Unfortunately, there is a wide spread misunderstanding that Scrum is a "method" or "process". Many consultants, trainers and managers fail to properly discern the consequences of merely applying Scrum as a process. The result is always the same: Scrum is being applied as a Cargo Cult, doing everything exactly as prescribed, but not reaping any benefit. This is the problem with frameworks: They only serve as a yardstick, you still need to fill them with life by yourself.
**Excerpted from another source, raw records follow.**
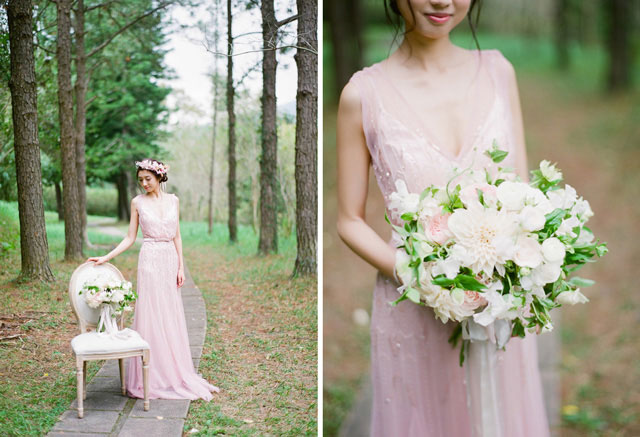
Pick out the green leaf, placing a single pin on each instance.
(442, 281)
(467, 282)
(601, 249)
(518, 329)
(581, 282)
(408, 216)
(413, 295)
(496, 154)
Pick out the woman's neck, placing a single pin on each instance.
(427, 54)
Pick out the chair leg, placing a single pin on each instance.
(145, 378)
(80, 385)
(84, 380)
(122, 377)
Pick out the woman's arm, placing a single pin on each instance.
(353, 179)
(177, 240)
(127, 242)
(518, 129)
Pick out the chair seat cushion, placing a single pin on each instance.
(96, 343)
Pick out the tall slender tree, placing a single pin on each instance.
(72, 221)
(34, 247)
(139, 11)
(306, 172)
(619, 28)
(231, 116)
(268, 242)
(216, 98)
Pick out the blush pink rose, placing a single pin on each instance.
(437, 229)
(469, 194)
(473, 300)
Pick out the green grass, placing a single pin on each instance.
(529, 55)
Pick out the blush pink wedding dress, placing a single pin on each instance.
(419, 389)
(159, 314)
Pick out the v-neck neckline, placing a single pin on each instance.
(159, 217)
(466, 145)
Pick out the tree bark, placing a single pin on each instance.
(346, 40)
(562, 33)
(619, 74)
(216, 92)
(268, 242)
(306, 172)
(34, 247)
(231, 183)
(81, 116)
(124, 213)
(72, 221)
(59, 208)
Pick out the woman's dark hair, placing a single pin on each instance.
(160, 177)
(392, 12)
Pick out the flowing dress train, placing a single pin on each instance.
(159, 314)
(418, 385)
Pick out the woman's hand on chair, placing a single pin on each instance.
(180, 277)
(98, 259)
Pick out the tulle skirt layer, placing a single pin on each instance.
(159, 318)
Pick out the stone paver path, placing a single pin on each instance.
(108, 413)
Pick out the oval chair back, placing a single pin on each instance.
(88, 317)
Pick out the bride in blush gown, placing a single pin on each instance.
(428, 108)
(159, 314)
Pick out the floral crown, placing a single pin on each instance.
(153, 166)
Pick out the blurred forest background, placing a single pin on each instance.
(85, 91)
(579, 78)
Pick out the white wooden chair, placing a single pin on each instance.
(89, 345)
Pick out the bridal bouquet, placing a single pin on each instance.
(112, 297)
(488, 250)
(117, 294)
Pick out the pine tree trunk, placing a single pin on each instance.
(124, 213)
(72, 221)
(34, 248)
(619, 75)
(306, 172)
(231, 184)
(59, 208)
(81, 116)
(269, 160)
(216, 92)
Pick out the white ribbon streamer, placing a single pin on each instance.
(108, 322)
(481, 376)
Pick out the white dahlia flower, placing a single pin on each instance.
(484, 238)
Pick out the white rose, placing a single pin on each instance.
(549, 171)
(422, 245)
(512, 195)
(585, 238)
(531, 219)
(553, 250)
(448, 267)
(528, 252)
(563, 198)
(428, 208)
(582, 209)
(546, 273)
(571, 297)
(402, 201)
(567, 225)
(404, 272)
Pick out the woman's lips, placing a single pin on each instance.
(438, 18)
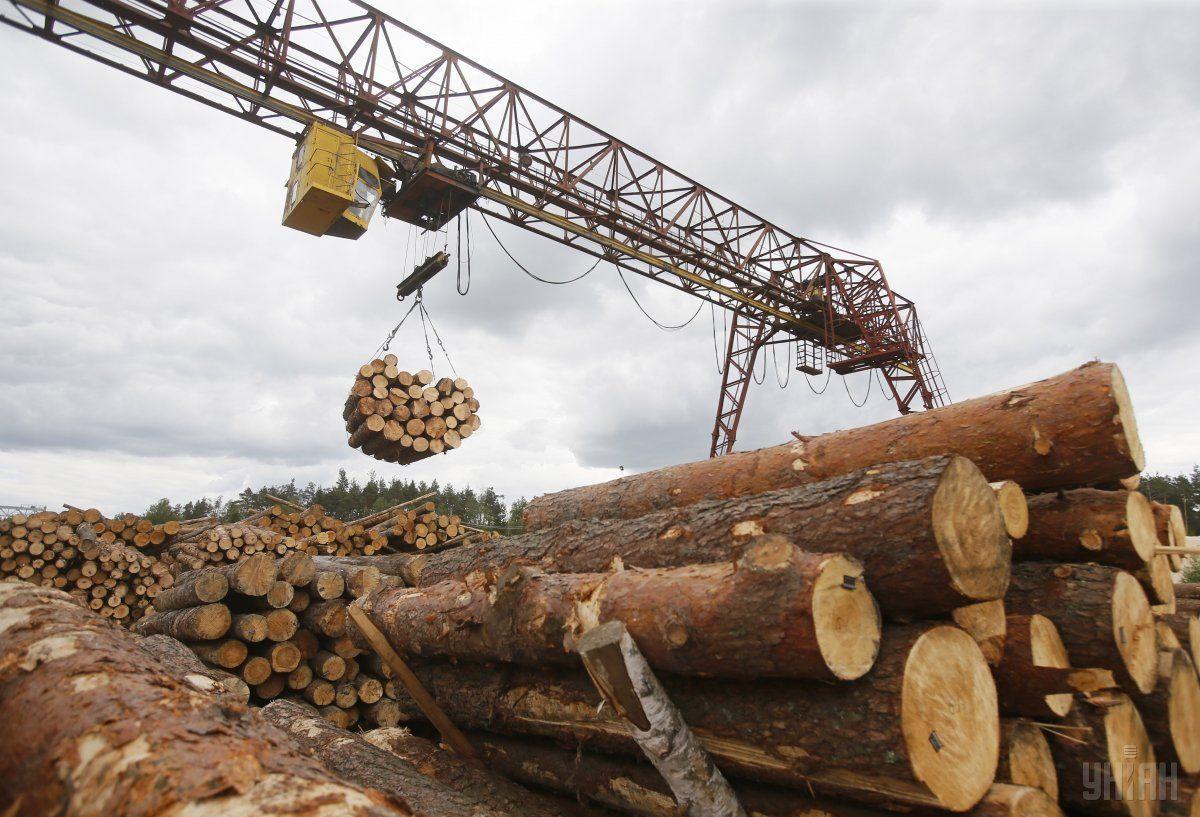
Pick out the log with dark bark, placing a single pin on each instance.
(1105, 761)
(1108, 527)
(361, 763)
(929, 534)
(184, 662)
(203, 623)
(96, 726)
(1171, 712)
(851, 738)
(1102, 614)
(636, 788)
(1077, 428)
(1025, 757)
(775, 612)
(468, 778)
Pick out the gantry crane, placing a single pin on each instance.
(443, 133)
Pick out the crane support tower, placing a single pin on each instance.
(448, 133)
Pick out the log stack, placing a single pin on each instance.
(403, 418)
(1020, 648)
(280, 628)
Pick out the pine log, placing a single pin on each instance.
(1105, 761)
(203, 623)
(1013, 506)
(987, 624)
(1102, 614)
(636, 788)
(1077, 428)
(1108, 527)
(1171, 713)
(929, 535)
(96, 726)
(1025, 757)
(775, 612)
(1026, 678)
(185, 665)
(192, 589)
(361, 763)
(936, 748)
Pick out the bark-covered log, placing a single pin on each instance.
(184, 662)
(1102, 614)
(95, 726)
(929, 534)
(922, 727)
(1105, 761)
(192, 589)
(1026, 680)
(1108, 527)
(1077, 428)
(1171, 713)
(774, 612)
(1025, 757)
(1013, 506)
(467, 778)
(636, 788)
(190, 624)
(361, 763)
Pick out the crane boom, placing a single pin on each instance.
(287, 64)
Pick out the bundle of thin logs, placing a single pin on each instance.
(268, 628)
(108, 565)
(1030, 648)
(403, 418)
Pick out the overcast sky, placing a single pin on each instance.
(1027, 175)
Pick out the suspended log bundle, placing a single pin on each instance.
(403, 418)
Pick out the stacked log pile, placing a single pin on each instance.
(1025, 643)
(279, 626)
(399, 416)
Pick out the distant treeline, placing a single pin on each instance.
(351, 499)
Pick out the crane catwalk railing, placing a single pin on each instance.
(283, 64)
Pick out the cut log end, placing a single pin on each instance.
(1127, 424)
(1143, 528)
(845, 618)
(1133, 626)
(1050, 652)
(1013, 506)
(949, 716)
(970, 532)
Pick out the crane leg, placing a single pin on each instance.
(747, 336)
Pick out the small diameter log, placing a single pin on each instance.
(1032, 678)
(1102, 614)
(105, 728)
(1109, 527)
(467, 778)
(1171, 713)
(253, 576)
(1013, 506)
(922, 728)
(184, 664)
(628, 684)
(636, 788)
(363, 763)
(1025, 757)
(1105, 762)
(1077, 428)
(203, 623)
(987, 624)
(929, 534)
(192, 589)
(774, 612)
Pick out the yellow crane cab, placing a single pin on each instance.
(334, 187)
Failure to actually change structures and behaviours inside and around Scrum will result in product/project failure.

There is a weak relationship between Scrum and the Agile Manifesto

There is no reference in the Agile Manifesto to Scrum. In fact, only the signatures of Jeff Sutherland and Ken Schwaber correlate the Manifesto with Scrum. It's not the Scrum Manifesto: Jeff and Ken were two of 17 contributors, implying that Scrum only accounts for roughly 10% of agility.

Vice versa, Scrum does not primarily focus on agility. The Agile Manifesto is typically just a "Must-Have" module in a Scrum training - but just one small block. You're lucky if your trainer sponsors more than an hour for the Manifesto. The Agile Principles are sometimes even skipped in Scrum classes. Agility makes up less than 10% of a Scrum course, making the relationship inherently weak from the outset.

Scrum without agile principles

Most people practice Scrum without taking heed of the Agile principles. Even if they know about them somewhere back in the recesses of their mind, they do not consciously work to conform the organization towards agile principles. Much rather, they use their organization as an excuse for circumvening these principles.
However, a "principle" is not a recommendation for something you could do, but a "law" - similar to gravity: It applies even when you don't like it. Scrum can be implemented within an organization in complete disregard of Agile principles, although it should not.


So then, what is Agile?

While Scrum is fairly easy to comprehensively explain, agility is much harder to explain. Based on my knowledge, to this point, the agile community has yet not found an accurate, comprehensive description of what "being agile" really means, beyond applying the values and heeding the principles of the Manifesto. 
Probably the most adequate description of "agile" is: A mindset of Continuous Improvement and Customer Value Orientation. A consequence of being agile is that no method, no process, no piece of information is sacred - everything is up for scrutiny, inspection, change and possibly complete discarding when a better path becomes known: Even the mindset itself.


Conclusion

You are free to do Scrum in your organization without being agile. You can find many quacks and snake oil sellers who will gladly support you with that. But it's setting up for failure.
Likewise, you can be completely agile without doing anything that even remotely resembles Scrum. In fact, that's what is naturally going to happen once you pursue down the agile road.

Therefore, you should never confuse "doing Scrum" with "being agile".

1 comment:

  1. The most important thing is to support agility to be able to respond to the fast changing environment we have nowadays. The most simple meaning of agility is to made a small step to achive your goal, then you have to collect feedback, then you have to adjust your behavior based on the feedback toward the goal (this is implicitly included in the agile manifesto and 12 agile principle). If you can achive this through Scrum, TDD, BDD or any other agile framework or process it is fine, but you main goal is be support agility.